What about taking her to the theatre, movies or ballet? A concert, a comedy show, a dance? If it didn’t involve coffee and cake my mom wasn’t interested, but your mother might enjoy going out to see a play. If you’re anything like Sporty and I you probably limit your outings to the movies, so this is a great excuse to get out and do something different.
If dinner and a show isn’t her speed then there’s the option of playing tourist in your own city. In Cape Town, for instance, we have the Red Bus, Kirstenbosch Gardens, Robben Island and Cape Point, to name just a few. These are all great experiences just waiting to be had and yet so often we ignore them, because, you know, we live here. Well so what if you live here, get out there and do something out of the ordinary.
But Maybe You Still Want to Buy Her Something?
Gift giving dates back thousands of years and is used as a way of connecting, a way to say, “I see you, and you mean something to me.”
I’m a minimalist not a grinch, even I get that exchanging gifts holds value. However, the problem nowadays, is that most of us indulge in token gift giving. Which is a polite way of saying that we buy stuff for one another because we feel we have to, not because we want to.
I know, I did that for many years and all it resulted in was a depleted bank account and a maxed out credit card. As for the gifts themselves? Well they most likely ended up in the recipient’s spare room cupboard, alongside everything else they didn’t want but couldn’t throw out.
Back to mom. First, don’t leave buying the gift until Sunday morning a week from now. Nothing reeks lastminute.com like a bunch of wilted flowers and that’s precisley what you’re going to get if you don’t plan ahead.
I wasn’t planning on writing one of those posts where I give you ten ideas to choose from and you pick one, but what the hell, here you go.
Flowers or a Potted Plant
Most moms love flowers, but a pot plant is also great, plus it’ll last longer. Provided, of course, that she doesn’t have two black thumbs.
In this case chocolates is a catch-all for mom’s favourite edibles. Maybe she’s a fruit dainty kind of a gal or perhaps she prefers savoury snacks like pretzels or roasted nuts. Could be I’m just projecting, but I think food is the perfect gift.
A Magazine Subscription
I’m breaking my minimalist norms for this idea (and the one below), but if you can persuade the old duck to donate the magazines to a library or school when she’s done reading them then it’s a good idea. However if your mom harbours hoarderish tendencies it’s best to stay away from this one.
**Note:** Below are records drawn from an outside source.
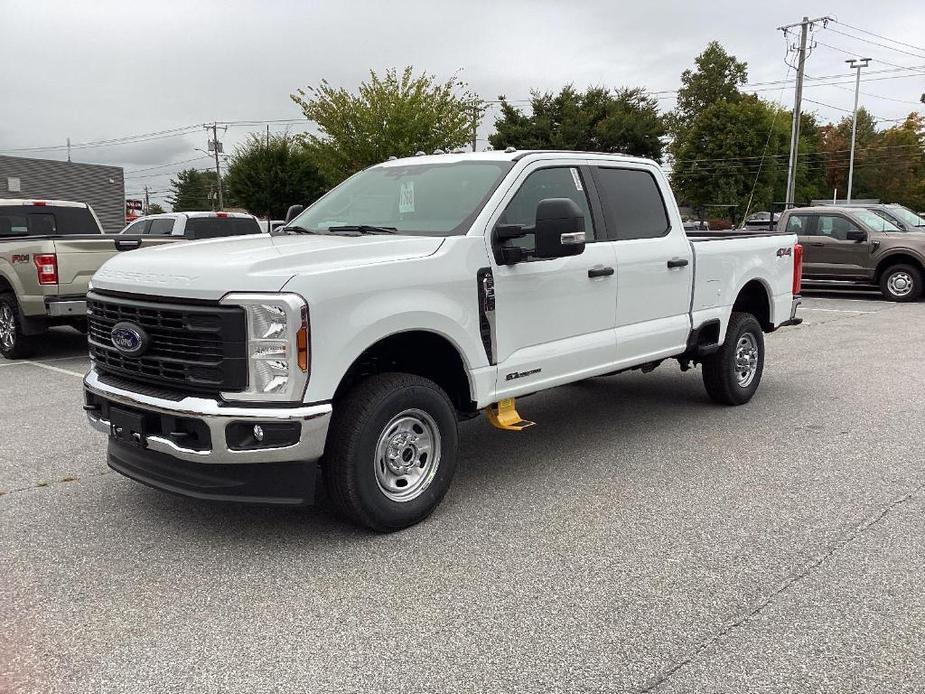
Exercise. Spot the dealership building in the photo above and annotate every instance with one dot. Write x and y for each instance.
(103, 187)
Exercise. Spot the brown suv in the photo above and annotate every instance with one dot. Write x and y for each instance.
(855, 246)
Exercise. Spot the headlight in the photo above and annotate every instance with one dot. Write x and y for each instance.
(277, 346)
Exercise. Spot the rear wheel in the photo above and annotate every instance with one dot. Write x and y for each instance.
(391, 451)
(731, 375)
(13, 343)
(901, 283)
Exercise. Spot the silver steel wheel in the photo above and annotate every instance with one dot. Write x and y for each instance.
(900, 283)
(407, 455)
(746, 364)
(7, 327)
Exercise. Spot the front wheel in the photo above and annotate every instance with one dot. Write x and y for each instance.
(901, 283)
(391, 451)
(731, 375)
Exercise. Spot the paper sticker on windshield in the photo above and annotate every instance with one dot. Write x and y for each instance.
(406, 198)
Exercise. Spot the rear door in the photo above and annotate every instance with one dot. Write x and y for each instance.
(654, 262)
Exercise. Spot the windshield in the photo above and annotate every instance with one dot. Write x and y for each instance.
(906, 216)
(876, 220)
(418, 199)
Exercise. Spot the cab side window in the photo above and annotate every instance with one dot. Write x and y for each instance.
(835, 227)
(799, 224)
(557, 182)
(161, 227)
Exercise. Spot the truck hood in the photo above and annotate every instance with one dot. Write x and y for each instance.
(260, 263)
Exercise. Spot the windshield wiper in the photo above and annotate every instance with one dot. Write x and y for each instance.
(364, 229)
(294, 227)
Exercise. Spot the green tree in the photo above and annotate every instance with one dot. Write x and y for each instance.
(729, 158)
(395, 114)
(272, 176)
(836, 146)
(717, 76)
(599, 120)
(190, 190)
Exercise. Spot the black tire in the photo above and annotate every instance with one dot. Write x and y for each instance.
(720, 375)
(897, 276)
(13, 344)
(352, 466)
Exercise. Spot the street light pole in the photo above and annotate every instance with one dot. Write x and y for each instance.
(855, 65)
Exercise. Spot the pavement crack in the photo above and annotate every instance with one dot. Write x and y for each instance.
(41, 484)
(759, 605)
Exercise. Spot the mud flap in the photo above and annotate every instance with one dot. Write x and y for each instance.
(503, 415)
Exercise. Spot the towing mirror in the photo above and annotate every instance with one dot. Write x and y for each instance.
(560, 228)
(293, 212)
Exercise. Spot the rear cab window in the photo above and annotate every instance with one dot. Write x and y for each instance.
(46, 220)
(215, 227)
(633, 204)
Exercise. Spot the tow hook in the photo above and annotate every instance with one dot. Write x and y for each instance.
(503, 415)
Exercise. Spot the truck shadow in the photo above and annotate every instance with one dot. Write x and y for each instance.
(60, 342)
(587, 424)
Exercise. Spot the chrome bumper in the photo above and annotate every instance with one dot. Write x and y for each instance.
(70, 307)
(217, 416)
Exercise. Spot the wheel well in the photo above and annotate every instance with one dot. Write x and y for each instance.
(753, 299)
(896, 259)
(417, 352)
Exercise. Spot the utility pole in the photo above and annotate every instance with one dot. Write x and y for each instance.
(215, 146)
(797, 104)
(855, 65)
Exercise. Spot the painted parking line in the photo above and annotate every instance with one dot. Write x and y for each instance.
(834, 310)
(49, 367)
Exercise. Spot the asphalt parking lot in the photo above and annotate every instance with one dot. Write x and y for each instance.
(637, 539)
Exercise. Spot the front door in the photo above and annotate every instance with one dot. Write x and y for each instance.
(827, 251)
(554, 319)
As with the magazines, if you can get your mom to donate the book once she’s read it then great. However if your mom loves reading then I reckon a Kindle is the way to go. If she’s reticent about the idea tell her she’ll be able to adjust the size of the type, that’ll win her over for sure. A Kindle also makes future gift giving really easy, because all you do is buy her an Amazon voucher.
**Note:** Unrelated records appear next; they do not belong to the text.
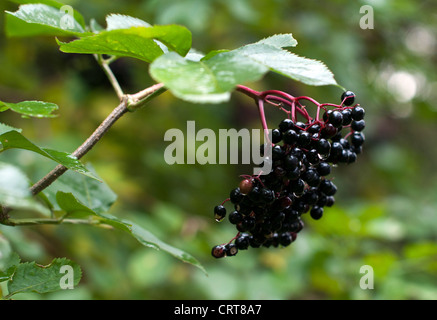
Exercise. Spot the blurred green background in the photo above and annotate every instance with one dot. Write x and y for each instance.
(385, 215)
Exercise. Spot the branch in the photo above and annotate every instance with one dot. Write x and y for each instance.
(104, 64)
(95, 137)
(128, 103)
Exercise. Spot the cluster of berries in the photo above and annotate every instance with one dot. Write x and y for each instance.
(268, 208)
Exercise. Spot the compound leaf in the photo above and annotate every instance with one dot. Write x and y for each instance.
(137, 42)
(42, 19)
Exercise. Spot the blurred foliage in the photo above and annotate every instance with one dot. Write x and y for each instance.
(386, 210)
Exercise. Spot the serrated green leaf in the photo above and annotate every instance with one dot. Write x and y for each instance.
(9, 260)
(148, 239)
(31, 277)
(14, 190)
(15, 140)
(206, 80)
(279, 41)
(41, 19)
(5, 128)
(135, 42)
(308, 71)
(75, 208)
(56, 4)
(212, 79)
(72, 207)
(37, 109)
(95, 195)
(120, 21)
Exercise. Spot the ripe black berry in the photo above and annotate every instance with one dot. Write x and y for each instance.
(242, 242)
(219, 212)
(285, 125)
(268, 208)
(218, 251)
(231, 249)
(276, 136)
(335, 118)
(316, 212)
(348, 98)
(358, 113)
(358, 125)
(235, 217)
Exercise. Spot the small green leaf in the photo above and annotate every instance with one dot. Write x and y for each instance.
(31, 277)
(78, 209)
(9, 260)
(14, 139)
(308, 71)
(135, 42)
(37, 109)
(72, 207)
(97, 196)
(56, 4)
(120, 21)
(279, 41)
(41, 19)
(14, 190)
(206, 80)
(5, 128)
(212, 78)
(148, 239)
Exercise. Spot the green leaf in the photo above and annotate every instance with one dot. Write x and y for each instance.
(76, 209)
(9, 260)
(211, 79)
(135, 42)
(279, 41)
(56, 4)
(206, 80)
(5, 128)
(37, 109)
(148, 239)
(14, 139)
(14, 190)
(41, 19)
(72, 207)
(31, 277)
(95, 195)
(120, 21)
(308, 71)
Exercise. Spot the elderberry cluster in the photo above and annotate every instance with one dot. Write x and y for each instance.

Make a Donation on Her Behalf
Sporty and I love doing this, especially for people who really don’t need anything. Which, if we’re honest about it, is most of us. Look for a charity or cause that you think will resonate with her (maybe she already has one she supports) and make a donation in her name.
Bake Her Something
Nothing says I love and care about you like a homemade cake or a freshly baked batch of cookies. Anybody can go to the shops and buy something, but making it by hand takes thought and effort.
Make a Photo Album or Collage
Be honest, you’ve got like a gazillion photos on your phone and laptop that you’ve taken and never looked at again. Well now’s your opportunity to actually do something with them. If you’ve got siblings ask them to send you some of theirs as well. Compile a photo album, create a collage or simply frame some of the nicer ones. Moms are sentimental creatures, so this idea in whatever form it takes is bound to be a hit.
If you’re still at a loss after this then I suggest you go and iron your ears and have a think about why you’re such a rotten child. Just please don’t tell your mom I said that.